Interview: „Auf die Umsetzung kommt es an!“

Interview: „Auf die Umsetzung kommt es an!“

Last Updated on 2017-04-19

Fotocredit: Privat

INARA: Frau Turnauer, Sie unterstützen mit Ihrer Stiftung seit mehr als sieben Jahren soziale Unternehmungen. Was hat Sie zur Gründung der KTP (Katharina Turnauer Privatstiftung) motiviert und wo steht diese heute?
Mag. Katharina Turnauer: Sich sozial zu engagieren war mir und der ganzen Familie schon immer ein großes Anliegen. Wir haben das allerdings immer sehr diskret getan, kaum jemand wusste etwas davon. 2009, als die Finanzkrise auf ihrem Höhepunkt war, haben wir erkannt, dass es nicht unbedingt zielführend ist, nur im Stillen Gutes zu tun.

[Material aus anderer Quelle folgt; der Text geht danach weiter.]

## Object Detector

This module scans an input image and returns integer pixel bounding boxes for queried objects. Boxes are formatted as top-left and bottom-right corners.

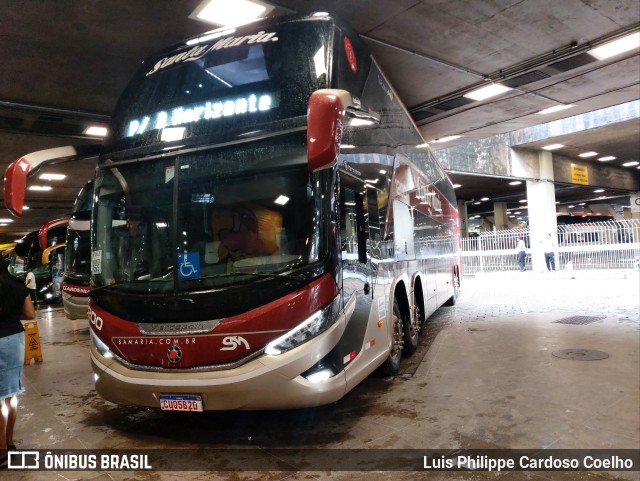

Das kann leicht zu Fehleinschätzungen darüber führen, was Unternehmen und ihr Tun betrifft. Sicher betätigen sich nicht alle Unternehmen gemeinnützig, aber sie engagieren sich viel mehr als die breite Öffentlichkeit denkt. Nachdem soziale Themen schon immer zu meinen Aufgabengebieten gehört haben, wurde ich von meiner Familie 2009 mit der Gründung und dem Aufbau der Stiftung beauftragt. Am Anfang war das nicht leicht, es hat Zeit gebraucht, bis alle davon überzeugt waren mitzumachen. Heute sind wir eine kleine, aber sehr flexible Stiftung, die sich dem sozialen Engagement verschrieben hat.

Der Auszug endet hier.